Hatay’ın Dörtyol ilçesinde, 8 Eylül 2017 tarihinde 8 aylık evli olan Medine Kara, evinde ipte asılı olarak bulunmuştu. Olay, ilk başta bir intihar vakası olarak değerlendirilmiş, ancak Medine Kara’nın ölümüne dair daha fazla detay ortaya çıktıkça, durum şüpheli bir hal aldı. Savcılık, olay yerindeki otopsi raporunda Medine Kara’nın doku bozukluğu ve vücudunda morarmalar tespit ederken, Adana Adli Tıp Grup Başkanlığından gelen raporda ölümün asılmaya bağlı olduğu belirtilmişti. Buna rağmen, Dörtyol Cumhuriyet Savcılığı, takipsizlik kararı verdi.

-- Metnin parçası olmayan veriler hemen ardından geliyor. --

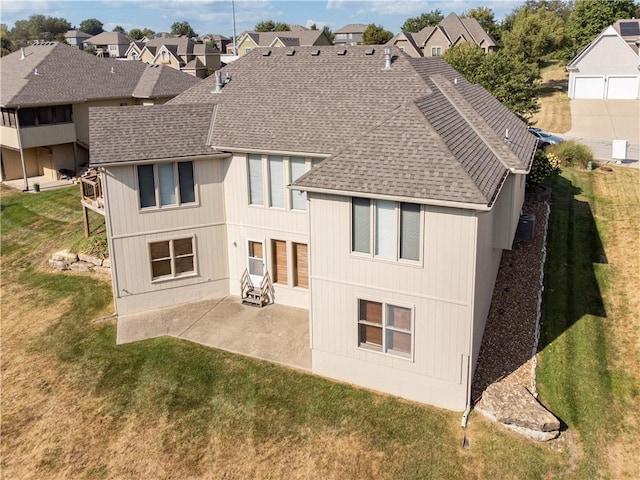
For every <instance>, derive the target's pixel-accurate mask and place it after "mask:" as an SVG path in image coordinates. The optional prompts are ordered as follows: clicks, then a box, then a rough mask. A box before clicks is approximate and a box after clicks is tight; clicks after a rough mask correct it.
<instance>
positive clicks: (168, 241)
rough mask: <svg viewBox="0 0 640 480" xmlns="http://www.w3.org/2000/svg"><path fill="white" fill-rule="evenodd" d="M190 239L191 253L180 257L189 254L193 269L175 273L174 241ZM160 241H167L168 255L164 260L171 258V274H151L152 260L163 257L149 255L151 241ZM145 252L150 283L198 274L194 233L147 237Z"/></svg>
mask: <svg viewBox="0 0 640 480" xmlns="http://www.w3.org/2000/svg"><path fill="white" fill-rule="evenodd" d="M187 239H190V240H191V254H189V255H183V256H182V257H186V256H191V257H193V270H191V271H189V272H184V273H176V266H175V262H176V258H179V257H176V255H175V252H174V242H175V241H177V240H187ZM162 242H169V256H168V257H164V258H163V259H164V260H171V274H169V275H162V276H159V277H154V276H153V262H154V261H158V260H163V259H153V258H152V256H151V244H153V243H162ZM147 252H148V255H149V278H150V279H151V283H161V282H166V281H170V280H178V279H182V278H189V277H195V276H197V275H198V254H197V245H196V236H195V235H194V234H190V235H177V236H175V237H171V238H154V239H148V240H147Z"/></svg>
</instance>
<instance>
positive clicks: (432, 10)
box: [400, 8, 444, 33]
mask: <svg viewBox="0 0 640 480" xmlns="http://www.w3.org/2000/svg"><path fill="white" fill-rule="evenodd" d="M443 19H444V16H443V15H442V12H441V11H440V9H438V8H436V9H435V10H431V11H430V12H429V13H423V14H421V15H418V16H417V17H409V18H407V19H406V20H405V22H404V23H403V24H402V26H401V27H400V30H402V31H403V32H410V33H415V32H419V31H420V30H422V29H423V28H424V27H433V26H435V25H437V24H438V23H440V22H441V21H442V20H443Z"/></svg>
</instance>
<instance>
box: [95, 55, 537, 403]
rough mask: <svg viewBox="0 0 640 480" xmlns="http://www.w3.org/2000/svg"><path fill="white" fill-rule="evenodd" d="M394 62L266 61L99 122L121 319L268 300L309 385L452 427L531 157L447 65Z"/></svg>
mask: <svg viewBox="0 0 640 480" xmlns="http://www.w3.org/2000/svg"><path fill="white" fill-rule="evenodd" d="M267 53H268V54H267ZM392 53H393V56H391V55H389V58H385V57H386V55H385V53H384V51H383V49H382V48H376V47H352V48H349V49H346V50H345V49H344V47H324V48H318V47H311V48H305V47H296V48H273V49H271V50H264V51H262V52H252V53H250V54H249V55H247V56H245V57H244V58H242V59H239V60H238V61H237V62H234V63H233V64H230V65H229V66H227V67H225V68H223V69H222V71H221V72H220V73H221V75H220V77H219V80H217V79H216V77H214V76H212V77H209V78H208V79H207V80H204V81H203V82H201V83H200V84H199V85H196V86H195V87H193V88H191V89H190V90H188V91H186V92H185V93H183V94H182V95H180V96H178V97H176V98H175V99H173V100H172V101H170V102H168V103H167V104H165V105H161V106H156V107H150V108H136V107H131V108H127V109H117V108H103V109H92V110H91V112H90V116H91V122H90V123H91V142H92V145H95V149H94V150H92V165H93V166H95V167H100V169H101V170H102V171H103V174H102V182H103V188H104V191H105V200H106V207H105V208H106V222H107V232H108V235H109V236H108V243H109V252H110V255H111V266H112V278H113V294H114V300H115V307H116V310H117V313H118V315H119V316H120V317H121V318H124V317H126V316H127V315H129V314H132V313H135V312H140V311H145V310H148V309H157V308H161V307H165V306H170V305H175V304H180V303H186V302H191V301H195V300H200V299H206V298H219V297H221V296H225V295H229V294H231V295H239V296H240V295H241V296H242V297H244V296H245V294H247V293H248V287H247V286H248V280H249V279H251V281H252V282H253V284H254V285H262V284H264V285H265V286H267V287H268V286H269V284H272V286H273V289H274V291H275V302H276V303H281V304H285V305H291V306H296V307H302V308H306V309H308V310H309V318H310V337H311V349H312V371H313V372H315V373H318V374H320V375H324V376H327V377H332V378H336V379H340V380H344V381H347V382H352V383H354V384H357V385H362V386H365V387H369V388H373V389H376V390H380V391H383V392H388V393H391V394H394V395H399V396H402V397H405V398H409V399H412V400H417V401H420V402H426V403H429V404H433V405H437V406H440V407H445V408H449V409H453V410H463V409H464V408H465V406H466V405H467V402H469V399H470V397H469V392H470V385H471V381H472V378H473V371H474V368H475V363H476V359H477V357H478V353H479V350H480V344H481V340H482V334H483V330H484V326H485V322H486V318H487V315H488V311H489V306H490V303H491V297H492V291H493V286H494V282H495V278H496V275H497V271H498V267H499V263H500V258H501V253H502V250H504V249H510V248H511V247H512V242H513V239H514V235H515V231H516V227H517V225H518V222H519V217H520V213H521V209H522V205H523V201H524V188H525V176H526V174H527V172H528V171H529V168H530V165H531V162H532V159H533V155H534V153H535V150H536V143H537V140H536V139H535V138H534V137H533V136H532V135H531V134H530V133H529V132H528V131H527V125H526V124H524V123H523V122H522V121H520V120H519V119H518V118H517V117H516V116H515V115H514V114H513V113H511V112H510V111H509V110H508V109H507V108H506V107H504V106H503V105H502V104H501V103H500V102H498V101H497V100H496V99H495V98H494V97H492V96H491V95H490V94H489V93H488V92H487V91H486V90H484V89H483V88H482V87H480V86H478V85H474V84H471V83H469V82H467V81H466V80H465V79H464V77H463V76H462V75H460V74H459V73H457V72H456V71H455V70H453V69H452V68H451V67H450V66H449V65H447V64H446V63H445V62H444V61H442V60H441V59H439V58H418V59H412V58H409V57H407V56H406V55H402V54H401V52H400V51H399V50H397V49H393V51H392ZM391 57H392V58H391ZM223 79H224V80H223ZM354 79H357V81H354ZM131 131H136V132H144V135H135V136H132V137H128V133H129V132H131ZM507 131H508V135H506V133H507ZM507 136H508V138H506V137H507ZM123 138H129V140H128V141H123ZM267 308H268V307H267Z"/></svg>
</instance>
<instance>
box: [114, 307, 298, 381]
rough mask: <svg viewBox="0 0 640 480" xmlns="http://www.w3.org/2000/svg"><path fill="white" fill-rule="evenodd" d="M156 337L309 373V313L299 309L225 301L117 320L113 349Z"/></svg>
mask: <svg viewBox="0 0 640 480" xmlns="http://www.w3.org/2000/svg"><path fill="white" fill-rule="evenodd" d="M160 336H170V337H176V338H181V339H183V340H189V341H191V342H195V343H200V344H202V345H206V346H208V347H214V348H219V349H221V350H226V351H228V352H233V353H239V354H241V355H246V356H249V357H254V358H260V359H263V360H268V361H270V362H274V363H280V364H283V365H287V366H290V367H295V368H299V369H302V370H308V371H309V370H311V348H310V342H309V311H308V310H304V309H302V308H293V307H285V306H283V305H278V304H274V305H267V306H266V307H263V308H257V307H251V306H247V305H243V304H242V303H241V301H240V298H239V297H235V296H227V297H224V298H219V299H215V300H207V301H202V302H194V303H187V304H182V305H176V306H175V307H169V308H161V309H157V310H151V311H147V312H142V313H136V314H132V315H126V316H124V317H118V333H117V342H118V344H121V343H129V342H135V341H139V340H145V339H148V338H153V337H160Z"/></svg>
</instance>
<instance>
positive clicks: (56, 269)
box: [49, 258, 69, 270]
mask: <svg viewBox="0 0 640 480" xmlns="http://www.w3.org/2000/svg"><path fill="white" fill-rule="evenodd" d="M49 265H51V266H52V267H53V268H55V269H56V270H69V263H68V262H63V261H62V260H54V259H53V258H52V259H50V260H49Z"/></svg>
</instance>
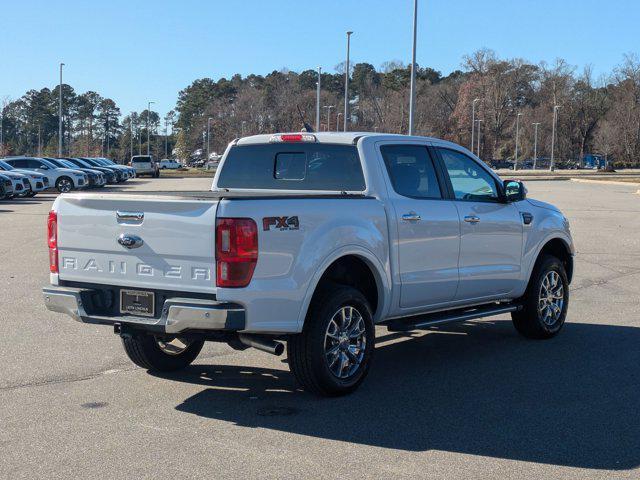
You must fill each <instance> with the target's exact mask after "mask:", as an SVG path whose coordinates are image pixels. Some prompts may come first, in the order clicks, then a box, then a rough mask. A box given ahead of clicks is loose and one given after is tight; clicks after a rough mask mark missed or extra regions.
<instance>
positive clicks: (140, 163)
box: [131, 155, 160, 178]
mask: <svg viewBox="0 0 640 480" xmlns="http://www.w3.org/2000/svg"><path fill="white" fill-rule="evenodd" d="M131 166H132V167H133V168H134V169H135V171H136V177H140V176H142V175H149V176H150V177H155V178H158V177H159V176H160V169H159V168H158V163H157V162H156V161H155V160H154V159H153V157H152V156H151V155H134V156H133V157H131Z"/></svg>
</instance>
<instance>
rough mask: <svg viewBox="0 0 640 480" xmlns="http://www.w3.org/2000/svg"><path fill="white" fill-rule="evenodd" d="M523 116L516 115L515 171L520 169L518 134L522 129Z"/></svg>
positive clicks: (518, 113) (514, 164)
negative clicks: (518, 163) (519, 130)
mask: <svg viewBox="0 0 640 480" xmlns="http://www.w3.org/2000/svg"><path fill="white" fill-rule="evenodd" d="M521 115H522V113H520V112H518V114H517V115H516V153H515V157H514V158H515V161H514V162H513V169H514V170H517V169H518V133H519V128H520V116H521Z"/></svg>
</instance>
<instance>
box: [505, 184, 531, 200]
mask: <svg viewBox="0 0 640 480" xmlns="http://www.w3.org/2000/svg"><path fill="white" fill-rule="evenodd" d="M504 197H505V200H506V201H507V202H509V203H510V202H519V201H520V200H524V199H525V198H527V188H526V187H525V186H524V183H522V182H519V181H518V180H505V181H504Z"/></svg>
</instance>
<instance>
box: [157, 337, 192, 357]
mask: <svg viewBox="0 0 640 480" xmlns="http://www.w3.org/2000/svg"><path fill="white" fill-rule="evenodd" d="M156 342H158V347H159V348H160V350H162V352H163V353H166V354H167V355H180V354H181V353H183V352H184V351H185V350H186V349H187V348H189V345H191V342H190V341H188V340H185V339H184V338H180V337H174V338H172V339H171V340H168V341H167V340H166V339H165V340H161V339H159V338H156Z"/></svg>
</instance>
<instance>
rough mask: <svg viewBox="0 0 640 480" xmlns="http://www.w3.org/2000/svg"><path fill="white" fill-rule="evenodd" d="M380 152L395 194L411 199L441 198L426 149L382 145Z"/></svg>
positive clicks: (403, 146) (434, 173)
mask: <svg viewBox="0 0 640 480" xmlns="http://www.w3.org/2000/svg"><path fill="white" fill-rule="evenodd" d="M380 152H381V153H382V158H384V163H385V165H386V166H387V172H388V173H389V177H390V179H391V183H392V184H393V189H394V190H395V191H396V192H397V193H399V194H400V195H403V196H405V197H411V198H442V194H441V192H440V185H439V184H438V178H437V176H436V170H435V168H434V166H433V162H432V160H431V157H430V155H429V151H428V150H427V147H425V146H423V145H383V146H381V147H380Z"/></svg>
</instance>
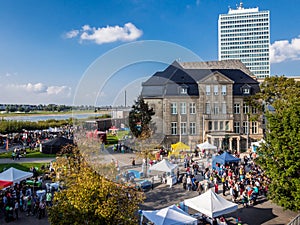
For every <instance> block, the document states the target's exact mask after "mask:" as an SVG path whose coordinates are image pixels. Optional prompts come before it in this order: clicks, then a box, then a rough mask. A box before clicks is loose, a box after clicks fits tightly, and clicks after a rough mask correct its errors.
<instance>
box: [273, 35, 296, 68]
mask: <svg viewBox="0 0 300 225" xmlns="http://www.w3.org/2000/svg"><path fill="white" fill-rule="evenodd" d="M270 59H271V63H280V62H283V61H288V60H300V36H298V37H297V38H293V39H292V40H291V42H289V40H280V41H275V42H274V43H273V44H271V46H270Z"/></svg>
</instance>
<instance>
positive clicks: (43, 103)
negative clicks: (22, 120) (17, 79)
mask: <svg viewBox="0 0 300 225" xmlns="http://www.w3.org/2000/svg"><path fill="white" fill-rule="evenodd" d="M0 96H6V98H5V99H3V101H4V102H5V103H9V104H14V103H16V104H20V103H30V104H40V103H43V104H44V103H45V104H46V103H56V104H70V103H71V102H72V96H71V88H70V87H67V86H48V85H46V84H43V83H34V84H33V83H27V84H2V85H1V88H0Z"/></svg>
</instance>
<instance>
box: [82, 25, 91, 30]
mask: <svg viewBox="0 0 300 225" xmlns="http://www.w3.org/2000/svg"><path fill="white" fill-rule="evenodd" d="M82 30H83V31H88V30H91V27H90V25H84V26H82Z"/></svg>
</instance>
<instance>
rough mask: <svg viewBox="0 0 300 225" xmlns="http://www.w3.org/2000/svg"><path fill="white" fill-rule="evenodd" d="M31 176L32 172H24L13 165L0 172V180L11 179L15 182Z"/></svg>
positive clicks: (16, 181) (23, 171)
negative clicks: (2, 171) (16, 167)
mask: <svg viewBox="0 0 300 225" xmlns="http://www.w3.org/2000/svg"><path fill="white" fill-rule="evenodd" d="M32 176H33V173H30V172H25V171H22V170H18V169H16V168H14V167H10V168H9V169H7V170H5V171H4V172H2V173H0V180H5V181H11V182H13V183H14V184H15V183H19V182H20V181H22V180H25V179H27V178H30V177H32Z"/></svg>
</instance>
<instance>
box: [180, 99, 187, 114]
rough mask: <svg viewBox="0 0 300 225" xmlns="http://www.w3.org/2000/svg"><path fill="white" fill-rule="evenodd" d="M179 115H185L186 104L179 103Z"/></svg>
mask: <svg viewBox="0 0 300 225" xmlns="http://www.w3.org/2000/svg"><path fill="white" fill-rule="evenodd" d="M180 114H186V103H185V102H180Z"/></svg>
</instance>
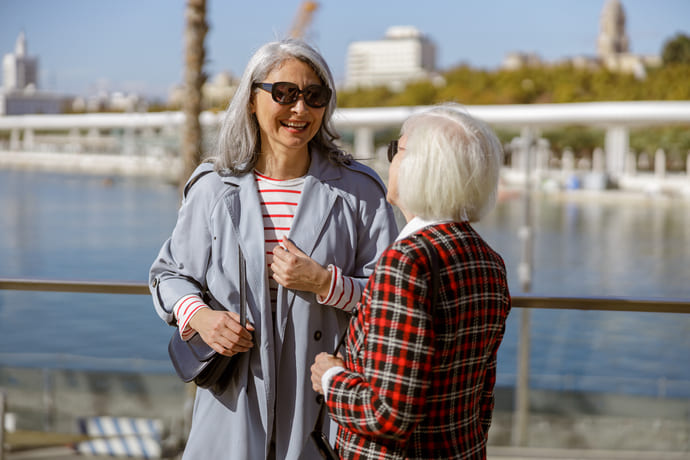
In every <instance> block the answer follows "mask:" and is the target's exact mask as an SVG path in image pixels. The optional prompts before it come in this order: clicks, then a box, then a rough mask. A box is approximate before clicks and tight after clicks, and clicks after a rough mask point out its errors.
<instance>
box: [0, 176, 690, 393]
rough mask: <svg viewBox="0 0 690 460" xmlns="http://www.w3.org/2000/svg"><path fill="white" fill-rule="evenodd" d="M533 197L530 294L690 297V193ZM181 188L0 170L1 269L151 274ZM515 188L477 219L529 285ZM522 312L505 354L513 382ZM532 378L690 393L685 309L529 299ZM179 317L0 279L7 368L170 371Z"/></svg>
mask: <svg viewBox="0 0 690 460" xmlns="http://www.w3.org/2000/svg"><path fill="white" fill-rule="evenodd" d="M611 196H612V194H608V195H605V196H604V197H599V198H589V199H575V200H563V199H557V198H554V197H542V198H540V199H537V200H535V202H534V205H533V209H534V215H535V229H534V230H535V251H534V264H535V271H534V274H533V285H532V291H531V292H530V294H534V295H548V296H613V297H643V298H655V297H660V298H686V299H687V298H690V288H689V287H688V279H689V278H688V273H689V271H688V266H689V263H690V203H688V202H687V201H680V200H671V199H663V198H649V199H628V198H615V199H612V198H611ZM178 204H179V200H178V191H177V189H176V188H175V187H173V186H171V185H168V184H163V183H159V182H155V181H152V180H144V179H132V178H115V179H112V181H111V180H106V179H105V178H102V177H92V176H77V175H56V174H47V173H34V172H18V171H0V208H1V209H2V218H1V219H0V277H6V278H39V279H42V278H45V279H65V280H96V281H104V280H105V281H135V282H145V281H146V279H147V275H148V268H149V266H150V264H151V262H152V261H153V258H154V257H155V256H156V254H157V252H158V250H159V248H160V246H161V244H162V243H163V241H164V240H165V239H166V238H167V237H168V235H169V234H170V231H171V230H172V227H173V225H174V223H175V218H176V212H177V207H178ZM522 221H523V207H522V203H521V202H520V201H519V199H518V200H509V201H505V202H502V203H500V204H499V206H498V208H497V209H496V210H495V211H494V212H493V213H492V214H491V215H490V216H488V217H487V218H486V219H485V221H483V222H482V223H480V224H478V225H477V226H476V227H477V229H478V230H479V232H480V233H481V234H482V235H484V237H485V238H486V239H487V241H489V243H490V244H492V245H493V246H494V248H495V249H497V250H498V251H499V252H500V253H501V254H502V255H503V257H504V259H505V260H506V265H507V267H508V274H509V284H510V286H511V290H512V292H513V293H514V294H520V283H519V279H518V277H517V266H518V263H519V261H520V254H521V247H520V242H519V240H518V237H517V234H518V228H519V226H520V225H521V224H522ZM519 320H520V310H518V309H516V310H514V311H513V313H512V314H511V316H510V318H509V321H508V325H507V332H506V337H505V340H504V343H503V345H502V347H501V350H500V352H499V373H498V384H499V385H502V386H512V385H513V383H514V381H515V373H516V353H517V342H518V337H517V333H518V329H519ZM531 330H532V355H531V368H530V372H531V376H532V377H531V386H532V387H534V388H547V389H567V390H585V391H590V390H591V391H608V392H616V393H626V394H642V395H662V396H669V397H683V398H690V358H689V356H690V315H676V314H653V313H627V312H622V313H621V312H584V311H575V310H571V311H569V310H533V311H532V329H531ZM170 333H171V329H170V328H169V327H168V326H166V325H165V324H163V322H162V321H160V319H159V318H158V317H157V316H156V314H155V313H154V311H153V307H152V304H151V301H150V299H149V297H147V296H133V295H132V296H128V295H102V294H71V293H51V292H45V293H42V292H21V291H0V367H2V366H28V367H44V368H70V369H99V370H101V369H105V370H124V371H137V372H156V373H172V372H173V371H172V368H171V366H170V364H169V361H168V357H167V351H166V346H167V341H168V339H169V336H170Z"/></svg>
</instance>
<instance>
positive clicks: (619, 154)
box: [604, 126, 630, 181]
mask: <svg viewBox="0 0 690 460" xmlns="http://www.w3.org/2000/svg"><path fill="white" fill-rule="evenodd" d="M604 142H605V147H604V150H605V151H606V172H607V173H609V175H610V176H611V177H612V178H613V179H614V180H616V181H617V180H618V179H620V177H621V175H623V173H624V172H625V160H626V155H627V154H628V150H629V149H630V139H629V129H628V127H627V126H610V127H609V128H608V129H607V130H606V138H605V140H604Z"/></svg>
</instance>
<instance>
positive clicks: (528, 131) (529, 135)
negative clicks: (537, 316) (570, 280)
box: [511, 128, 536, 446]
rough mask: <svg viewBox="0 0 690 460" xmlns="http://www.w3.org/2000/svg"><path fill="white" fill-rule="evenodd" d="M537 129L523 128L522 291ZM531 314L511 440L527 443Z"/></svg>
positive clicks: (516, 403) (527, 335)
mask: <svg viewBox="0 0 690 460" xmlns="http://www.w3.org/2000/svg"><path fill="white" fill-rule="evenodd" d="M535 138H536V136H535V133H534V131H533V130H532V129H530V128H524V129H523V130H522V134H521V139H522V154H523V155H524V163H523V165H524V168H525V198H524V203H523V204H524V224H523V226H522V228H520V234H519V236H520V239H521V240H522V258H521V261H520V266H519V267H518V275H519V278H520V285H521V288H522V291H523V292H529V291H530V290H531V288H532V252H533V251H532V240H533V236H532V161H531V160H532V150H533V148H534V145H535ZM530 315H531V310H530V309H529V308H523V309H522V312H521V316H520V320H521V321H520V336H519V348H518V356H517V380H516V382H515V413H514V417H513V429H512V433H511V434H512V444H513V445H514V446H525V445H526V444H527V426H528V423H529V357H530V356H529V355H530Z"/></svg>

Ancak olayın ardından, Medine Kara’nın eşi A.K.’ye yönelik suçlamalar giderek arttı. Kara’nın ölümünden sonra günlüğü bulunan bir not, eşinin ona yönelik işkenceleri ve ölümüne dair tehditlerini gözler önüne serdi. Günlükte, “Ağzıma silah dayayıp öldürmekle tehdit ettin sustum” yazısı dikkat çekti. Bu yazılar, Medine Kara’nın eşi tarafından uzun süre baskı ve tehdit altında olduğu izlenimini uyandırdı. Ayrıca Kara’nın bacaklarında ve sırtında silah tehdidi veya darbeye bağlı izler bulunduğu iddia edildi. Bu durum, Kara’nın ölmeden önce ne kadar zor bir hayat sürdüğünü ortaya koyuyor.
Medine Kara’nın ablası Nuray Değirmenci, kardeşinin intihar etmeyecek kadar güçlü olduğunu savundu. Değirmenci, olay günü A.K.’nin “Ya o beni ya da ben onu öldüreceğim” şeklinde tehditkar bir konuşma yaptığını ve ardından kardeşine ulaşamadıklarını aktardı. Ayrıca, A.K.’nin ambulans yerine, 130 kilometre uzaklıkta bulunan ağabeyini arayarak yardım istemesi, olayın şüpheli yönlerini daha da arttırdı.
Değirmenci, olayın ardından hissettiklerini şu şekilde ifade etti: “Kardeşim hayatını kaybetmiş ama eşi neden ambulans aramak yerine ağabeyini aramış? Kesinlikle ağabeyinin bu işte bir dahili var. Belki de abisi de içerideydi.” Kardeşinin ölümüne ilişkin şüpheleri olduğunu belirten Değirmenci, adaletin yerini bulacağına inandığını vurguladı.
Medine Kara’nın ölümüne dair başlatılan dava süreci devam ediyor. Değirmenci, 10 Ocak’ta tekrar mahkemelerinin olduğunu belirterek, “Adalete güveniyorum, rabbim bize yardım etsin” dedi. Kara’nın ölümü ve eşine yönelik iddialar, ölümünün şüpheli bir cinayet olup olmadığını sorgulatıyor. Ailesi, bu ölümün intihar süsü verilmiş bir cinayet olduğunu savunuyor. Bu dava, yalnızca Medine Kara’nın değil, tüm kadınların şiddet ve tehditlere karşı daha fazla korunması gerektiğinin altını çiziyor.